Fatal Accident With Metal Straw Highlights a Risk (nytimes.com) 328

The disturbing death of a woman in Britain renewed a debate that has followed bans on plastic straws around the world. From a report: A British woman was impaled by a metal straw after falling at her home, a coroner said in an inquest this week that highlighted the potential dangers of metal straws. Such straws have surged in popularity as cities, states and even countries have banned single-use plastic straws. A British straw ban will go into effect in April, but the worldwide environmental push against single-use straws has encountered opposition from some caregivers and advocates for people with disabilities. They have voiced worries about the safety of rigid straws and the overall availability of straws for people who are unable to drink without them. [...] Many people with disabilities rely on straws to drink, Ms. Sauder said, but could have difficulties finding them in states and cities, such as California and Seattle, that have banned or restricted single-use straws.

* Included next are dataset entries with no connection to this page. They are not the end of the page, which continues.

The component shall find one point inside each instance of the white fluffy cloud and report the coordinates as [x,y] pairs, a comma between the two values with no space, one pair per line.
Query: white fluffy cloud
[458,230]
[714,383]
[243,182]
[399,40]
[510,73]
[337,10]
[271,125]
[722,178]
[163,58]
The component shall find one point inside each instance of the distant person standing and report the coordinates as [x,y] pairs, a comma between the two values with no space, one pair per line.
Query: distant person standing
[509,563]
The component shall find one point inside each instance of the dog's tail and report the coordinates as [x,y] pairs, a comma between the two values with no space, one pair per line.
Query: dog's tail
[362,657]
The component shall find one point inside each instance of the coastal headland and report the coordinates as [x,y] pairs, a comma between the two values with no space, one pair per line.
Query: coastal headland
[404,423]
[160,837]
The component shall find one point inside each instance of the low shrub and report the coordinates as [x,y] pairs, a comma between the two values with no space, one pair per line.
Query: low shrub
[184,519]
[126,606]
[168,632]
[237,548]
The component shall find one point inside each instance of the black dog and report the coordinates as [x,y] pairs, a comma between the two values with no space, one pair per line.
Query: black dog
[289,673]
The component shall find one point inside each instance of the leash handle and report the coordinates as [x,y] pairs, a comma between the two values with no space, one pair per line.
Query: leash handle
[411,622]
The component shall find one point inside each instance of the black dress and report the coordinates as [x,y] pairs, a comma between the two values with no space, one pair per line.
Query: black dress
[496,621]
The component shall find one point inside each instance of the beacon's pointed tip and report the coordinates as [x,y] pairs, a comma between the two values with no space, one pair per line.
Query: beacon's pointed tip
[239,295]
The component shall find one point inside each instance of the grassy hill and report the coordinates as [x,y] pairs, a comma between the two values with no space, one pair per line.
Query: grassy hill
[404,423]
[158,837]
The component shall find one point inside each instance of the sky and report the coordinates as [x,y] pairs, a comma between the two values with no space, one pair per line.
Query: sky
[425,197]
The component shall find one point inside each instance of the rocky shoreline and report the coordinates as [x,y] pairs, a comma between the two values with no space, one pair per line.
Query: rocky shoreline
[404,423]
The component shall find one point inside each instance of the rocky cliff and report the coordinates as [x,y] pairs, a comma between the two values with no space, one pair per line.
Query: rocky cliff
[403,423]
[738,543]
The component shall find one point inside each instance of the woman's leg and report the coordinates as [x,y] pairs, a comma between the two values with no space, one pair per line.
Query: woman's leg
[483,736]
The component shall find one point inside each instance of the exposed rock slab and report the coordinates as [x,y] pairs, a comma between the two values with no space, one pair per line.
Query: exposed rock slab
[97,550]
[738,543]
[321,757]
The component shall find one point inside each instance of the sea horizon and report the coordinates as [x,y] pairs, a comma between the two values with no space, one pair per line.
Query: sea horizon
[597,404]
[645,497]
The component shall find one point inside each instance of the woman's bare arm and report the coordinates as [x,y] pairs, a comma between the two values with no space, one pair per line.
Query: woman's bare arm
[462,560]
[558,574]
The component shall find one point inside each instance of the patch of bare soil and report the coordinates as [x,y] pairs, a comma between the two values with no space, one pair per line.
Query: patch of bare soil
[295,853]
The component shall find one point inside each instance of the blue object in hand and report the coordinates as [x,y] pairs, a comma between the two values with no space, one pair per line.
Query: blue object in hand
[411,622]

Starbucks plans to eliminate its ubiquitous green plastic straws at 28,000 of its locations around the world in 2020. It's not easy being green for Starbucks, however. In 2016, the coffee chain recalled stainless steel straws sold at its shops because they posed an injury risk. At the time, Starbucks said it had received reports of three children in the United States and one in Canada who had been lacerated by the straws, which were sold with reusable beverage containers. Dentists say that improper use of metal or glass straws can also be bad for teeth. "Clearly, chewing on a metal or glass straw can be hazardous to your teeth and your health," said Dr. Timothy Chase of SmilesNY Cosmetic and Implant Dentistry in New York. "Just like we tell people not to chew on pens." Dr. Chase added that it's important to keep reusable straws clean to avoid infection-causing bacteria.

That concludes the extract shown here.